A primeira cena do filme “Coração de Tinta” já dá o tom. Um narrador em off explica que existe uma categoria muito especial de pessoas – os chamados “Língua Encantada” – que têm o poder de materializar as histórias que contam em voz alta. Depois desta explicação, o personagem Mortimer (Brendan Fraser, de “Viagem ao Centro da Terra”) começa a ler a fábula de Chapeuzinho Vermelho para a filha. Logo em seguida, um capuz vermelho se materializa ao vento, vindo do nada, e pousa caprichosamente à janela do protagonista.

A pergunta que não quer calar: por que raios alguém teve a infeliz idéia de começar a cena com um narrador em off, explicando o que iria acontecer? Por que não deixar para o público o prazer da descoberta? Será que alguém (um produtor, talvez?) achou que a platéia não iria entender o enredo, e resolveu colocar uma voz misteriosa para que tudo ficasse muito bem explicadinho?

Seja qual for a resposta, o resultado é que “Coração de Tinta” é um filme que repete, durante toda a projeção, o mesmo erro da cena inicial. Ou seja, faz questão de deixar tudo explicadinho, verbaliza demais, subestima a capacidade de abstração do público, e conseqüentemente elimina aquele que deveria ser o seu maior trunfo: a magia. Só para dar um exemplo, a informação de que para cada personagem que “sai” do livro deve corresponder a um humano que “entra” na história é falada durante o filme umas 5 ou 6 vezes.

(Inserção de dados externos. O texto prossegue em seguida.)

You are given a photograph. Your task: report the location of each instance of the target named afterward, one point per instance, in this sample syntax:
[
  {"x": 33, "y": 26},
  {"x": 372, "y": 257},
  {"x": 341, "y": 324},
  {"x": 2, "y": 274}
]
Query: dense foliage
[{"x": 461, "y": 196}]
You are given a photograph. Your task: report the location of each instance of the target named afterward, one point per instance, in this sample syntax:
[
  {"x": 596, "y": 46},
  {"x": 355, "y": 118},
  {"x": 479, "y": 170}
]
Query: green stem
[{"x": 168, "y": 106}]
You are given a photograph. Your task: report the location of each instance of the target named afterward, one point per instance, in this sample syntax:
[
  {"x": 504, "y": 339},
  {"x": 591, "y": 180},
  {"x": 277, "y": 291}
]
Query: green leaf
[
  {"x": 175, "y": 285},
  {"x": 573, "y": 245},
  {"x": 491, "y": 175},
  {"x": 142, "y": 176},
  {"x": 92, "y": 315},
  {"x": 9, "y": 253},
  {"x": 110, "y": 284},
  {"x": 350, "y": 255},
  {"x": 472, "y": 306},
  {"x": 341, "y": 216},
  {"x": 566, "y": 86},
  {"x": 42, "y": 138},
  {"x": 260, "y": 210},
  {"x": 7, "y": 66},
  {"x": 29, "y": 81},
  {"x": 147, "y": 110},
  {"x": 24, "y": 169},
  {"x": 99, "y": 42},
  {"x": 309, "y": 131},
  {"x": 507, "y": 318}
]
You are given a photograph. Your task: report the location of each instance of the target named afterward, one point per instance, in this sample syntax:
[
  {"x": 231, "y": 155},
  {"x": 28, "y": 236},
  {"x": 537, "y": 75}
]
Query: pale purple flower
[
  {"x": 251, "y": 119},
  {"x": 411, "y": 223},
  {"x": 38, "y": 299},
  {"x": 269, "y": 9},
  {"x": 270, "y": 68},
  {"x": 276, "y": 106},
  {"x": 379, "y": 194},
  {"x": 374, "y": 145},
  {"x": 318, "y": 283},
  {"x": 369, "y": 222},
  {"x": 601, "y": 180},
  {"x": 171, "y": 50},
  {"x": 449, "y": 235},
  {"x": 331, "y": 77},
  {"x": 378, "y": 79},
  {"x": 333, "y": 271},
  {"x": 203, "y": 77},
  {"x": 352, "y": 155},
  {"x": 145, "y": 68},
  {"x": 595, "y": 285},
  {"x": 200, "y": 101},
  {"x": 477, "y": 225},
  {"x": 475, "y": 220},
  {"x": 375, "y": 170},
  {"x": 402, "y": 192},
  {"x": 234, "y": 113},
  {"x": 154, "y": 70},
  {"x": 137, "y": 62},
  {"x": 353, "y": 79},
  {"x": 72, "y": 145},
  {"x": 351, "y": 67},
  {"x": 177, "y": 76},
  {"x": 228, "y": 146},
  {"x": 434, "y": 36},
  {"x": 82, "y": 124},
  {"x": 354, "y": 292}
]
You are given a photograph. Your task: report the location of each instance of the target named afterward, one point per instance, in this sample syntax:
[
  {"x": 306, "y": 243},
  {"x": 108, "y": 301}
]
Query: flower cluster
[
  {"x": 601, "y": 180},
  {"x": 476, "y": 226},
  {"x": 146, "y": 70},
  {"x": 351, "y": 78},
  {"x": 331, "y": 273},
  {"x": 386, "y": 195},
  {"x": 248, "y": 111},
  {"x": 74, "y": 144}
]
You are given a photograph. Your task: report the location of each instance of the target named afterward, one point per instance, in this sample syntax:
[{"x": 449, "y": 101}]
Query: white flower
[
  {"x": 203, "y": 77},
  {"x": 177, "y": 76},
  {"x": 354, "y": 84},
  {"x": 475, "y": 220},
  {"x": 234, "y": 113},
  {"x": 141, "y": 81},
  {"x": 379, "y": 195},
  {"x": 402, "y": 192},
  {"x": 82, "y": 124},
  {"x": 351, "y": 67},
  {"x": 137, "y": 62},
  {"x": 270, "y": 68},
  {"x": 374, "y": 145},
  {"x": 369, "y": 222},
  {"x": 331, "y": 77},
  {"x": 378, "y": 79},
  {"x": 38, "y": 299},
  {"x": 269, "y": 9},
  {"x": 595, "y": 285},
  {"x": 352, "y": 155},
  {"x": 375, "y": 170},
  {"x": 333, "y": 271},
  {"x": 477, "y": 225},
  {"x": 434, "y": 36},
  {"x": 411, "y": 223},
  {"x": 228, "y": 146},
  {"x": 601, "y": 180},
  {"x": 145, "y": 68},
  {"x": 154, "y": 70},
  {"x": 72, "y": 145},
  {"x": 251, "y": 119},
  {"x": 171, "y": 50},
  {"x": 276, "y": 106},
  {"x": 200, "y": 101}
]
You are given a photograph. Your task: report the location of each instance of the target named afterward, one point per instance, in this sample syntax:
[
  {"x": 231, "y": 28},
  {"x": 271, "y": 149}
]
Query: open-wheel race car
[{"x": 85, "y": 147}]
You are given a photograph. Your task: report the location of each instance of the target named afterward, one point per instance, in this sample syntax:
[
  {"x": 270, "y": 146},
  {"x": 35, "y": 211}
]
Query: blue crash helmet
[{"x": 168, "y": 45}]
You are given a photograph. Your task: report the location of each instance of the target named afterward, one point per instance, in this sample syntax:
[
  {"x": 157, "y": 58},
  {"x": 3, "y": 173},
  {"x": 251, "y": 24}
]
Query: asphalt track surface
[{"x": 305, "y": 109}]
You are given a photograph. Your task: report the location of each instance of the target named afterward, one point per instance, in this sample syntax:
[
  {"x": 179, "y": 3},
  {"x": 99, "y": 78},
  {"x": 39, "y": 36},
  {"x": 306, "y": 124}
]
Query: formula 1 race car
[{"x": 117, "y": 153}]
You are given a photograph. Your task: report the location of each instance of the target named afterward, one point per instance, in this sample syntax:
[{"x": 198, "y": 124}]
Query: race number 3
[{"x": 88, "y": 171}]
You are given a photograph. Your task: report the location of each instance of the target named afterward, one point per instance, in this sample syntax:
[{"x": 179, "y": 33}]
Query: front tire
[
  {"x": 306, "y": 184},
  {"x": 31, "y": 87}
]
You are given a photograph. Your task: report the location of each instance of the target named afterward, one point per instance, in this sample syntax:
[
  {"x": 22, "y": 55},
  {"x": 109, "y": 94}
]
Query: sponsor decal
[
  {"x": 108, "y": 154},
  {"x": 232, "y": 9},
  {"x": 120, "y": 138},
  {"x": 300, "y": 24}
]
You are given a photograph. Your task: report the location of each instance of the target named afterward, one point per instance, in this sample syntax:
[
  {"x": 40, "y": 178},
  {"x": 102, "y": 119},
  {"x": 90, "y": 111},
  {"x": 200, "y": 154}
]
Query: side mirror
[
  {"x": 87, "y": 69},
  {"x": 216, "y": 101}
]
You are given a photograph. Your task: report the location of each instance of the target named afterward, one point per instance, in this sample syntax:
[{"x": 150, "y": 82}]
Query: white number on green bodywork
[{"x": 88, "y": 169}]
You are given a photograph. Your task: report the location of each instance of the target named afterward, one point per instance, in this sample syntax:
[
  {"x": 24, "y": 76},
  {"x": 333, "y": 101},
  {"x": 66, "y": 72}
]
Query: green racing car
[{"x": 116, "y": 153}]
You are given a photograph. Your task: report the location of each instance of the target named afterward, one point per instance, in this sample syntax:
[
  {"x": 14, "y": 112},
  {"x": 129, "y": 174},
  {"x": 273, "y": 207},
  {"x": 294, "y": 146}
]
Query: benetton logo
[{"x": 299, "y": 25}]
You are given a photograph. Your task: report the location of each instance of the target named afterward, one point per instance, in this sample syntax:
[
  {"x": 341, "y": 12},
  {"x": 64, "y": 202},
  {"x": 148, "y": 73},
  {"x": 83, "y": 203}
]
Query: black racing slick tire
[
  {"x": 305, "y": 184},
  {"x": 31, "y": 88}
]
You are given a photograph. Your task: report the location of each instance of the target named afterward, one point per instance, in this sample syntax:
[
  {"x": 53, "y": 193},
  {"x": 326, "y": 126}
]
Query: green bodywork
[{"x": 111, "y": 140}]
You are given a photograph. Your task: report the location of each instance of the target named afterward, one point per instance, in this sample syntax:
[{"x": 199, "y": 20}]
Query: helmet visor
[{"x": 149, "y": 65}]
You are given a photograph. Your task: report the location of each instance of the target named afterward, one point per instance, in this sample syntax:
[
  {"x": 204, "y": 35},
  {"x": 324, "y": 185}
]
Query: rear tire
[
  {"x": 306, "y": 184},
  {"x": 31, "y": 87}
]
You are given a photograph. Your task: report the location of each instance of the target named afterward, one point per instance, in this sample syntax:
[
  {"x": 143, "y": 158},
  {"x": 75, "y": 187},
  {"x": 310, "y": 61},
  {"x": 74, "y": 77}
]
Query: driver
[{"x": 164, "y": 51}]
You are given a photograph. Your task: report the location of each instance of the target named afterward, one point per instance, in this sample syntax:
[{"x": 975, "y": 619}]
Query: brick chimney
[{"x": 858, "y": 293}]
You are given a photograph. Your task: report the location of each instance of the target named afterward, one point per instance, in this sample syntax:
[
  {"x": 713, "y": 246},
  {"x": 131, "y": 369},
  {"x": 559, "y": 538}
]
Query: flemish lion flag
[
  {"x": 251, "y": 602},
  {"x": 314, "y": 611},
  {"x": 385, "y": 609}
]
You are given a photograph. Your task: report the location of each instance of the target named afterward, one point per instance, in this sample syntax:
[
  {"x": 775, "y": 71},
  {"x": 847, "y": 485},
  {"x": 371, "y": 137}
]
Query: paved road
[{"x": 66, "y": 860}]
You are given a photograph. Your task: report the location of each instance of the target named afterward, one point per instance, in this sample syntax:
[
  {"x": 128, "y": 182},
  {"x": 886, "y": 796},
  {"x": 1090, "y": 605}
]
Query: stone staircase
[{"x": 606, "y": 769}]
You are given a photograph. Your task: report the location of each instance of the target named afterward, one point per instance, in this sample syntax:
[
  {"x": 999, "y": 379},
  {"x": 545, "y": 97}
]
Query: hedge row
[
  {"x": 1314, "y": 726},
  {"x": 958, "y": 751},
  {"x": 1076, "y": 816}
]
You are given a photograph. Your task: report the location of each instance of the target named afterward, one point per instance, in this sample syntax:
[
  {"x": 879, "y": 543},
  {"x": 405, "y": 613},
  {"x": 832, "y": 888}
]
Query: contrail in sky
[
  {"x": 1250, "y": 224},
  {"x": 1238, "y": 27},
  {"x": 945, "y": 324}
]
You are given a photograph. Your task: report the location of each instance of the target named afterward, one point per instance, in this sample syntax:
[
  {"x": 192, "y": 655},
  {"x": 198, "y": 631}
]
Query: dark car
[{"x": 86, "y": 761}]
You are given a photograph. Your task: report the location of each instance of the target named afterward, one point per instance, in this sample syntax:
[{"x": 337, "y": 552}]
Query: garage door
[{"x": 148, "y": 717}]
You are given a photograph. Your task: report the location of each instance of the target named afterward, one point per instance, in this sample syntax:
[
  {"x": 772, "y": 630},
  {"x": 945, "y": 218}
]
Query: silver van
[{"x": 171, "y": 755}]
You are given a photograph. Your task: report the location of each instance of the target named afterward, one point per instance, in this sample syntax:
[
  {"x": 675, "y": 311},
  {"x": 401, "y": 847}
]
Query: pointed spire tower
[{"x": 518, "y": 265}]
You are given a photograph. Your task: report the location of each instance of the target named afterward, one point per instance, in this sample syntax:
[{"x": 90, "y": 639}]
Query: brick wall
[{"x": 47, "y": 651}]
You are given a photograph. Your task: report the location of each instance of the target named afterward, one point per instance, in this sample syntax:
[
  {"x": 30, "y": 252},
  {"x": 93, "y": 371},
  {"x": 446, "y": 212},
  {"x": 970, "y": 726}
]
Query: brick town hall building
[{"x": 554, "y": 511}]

De qualquer maneira, no quesito “verbalização demais, cinema de menos”, o filme não chega a ser tão sonolento quanto “O Senhor dos Anéis”. (Pronto, falei. Agora agüenta). A trama até que é boa, e foi baseada no livro da escritora Cornelia Funk, a mesma que escreveu os livros que originou os filmes “O Pequeno Vampiro” e “O Senhor dos Ladrões”. Tudo começa quando o pacato Mortimer descobre ter o poder de trazer personagens de livros à vida real. Há um corte de tempo e logo se perceberá que tal poder acabou por separar a sua própria família, que agora precisa ser reunida numa saga através do mundo da Magia.

Faltou, porém, mais sutileza ao roteiro de David Lindsay-Abaire (que deverá escrever o próximo “Homem-Aranha”) e mais sensibilidade ao diretor inglês Iain Softley, de “Asas do Amor”.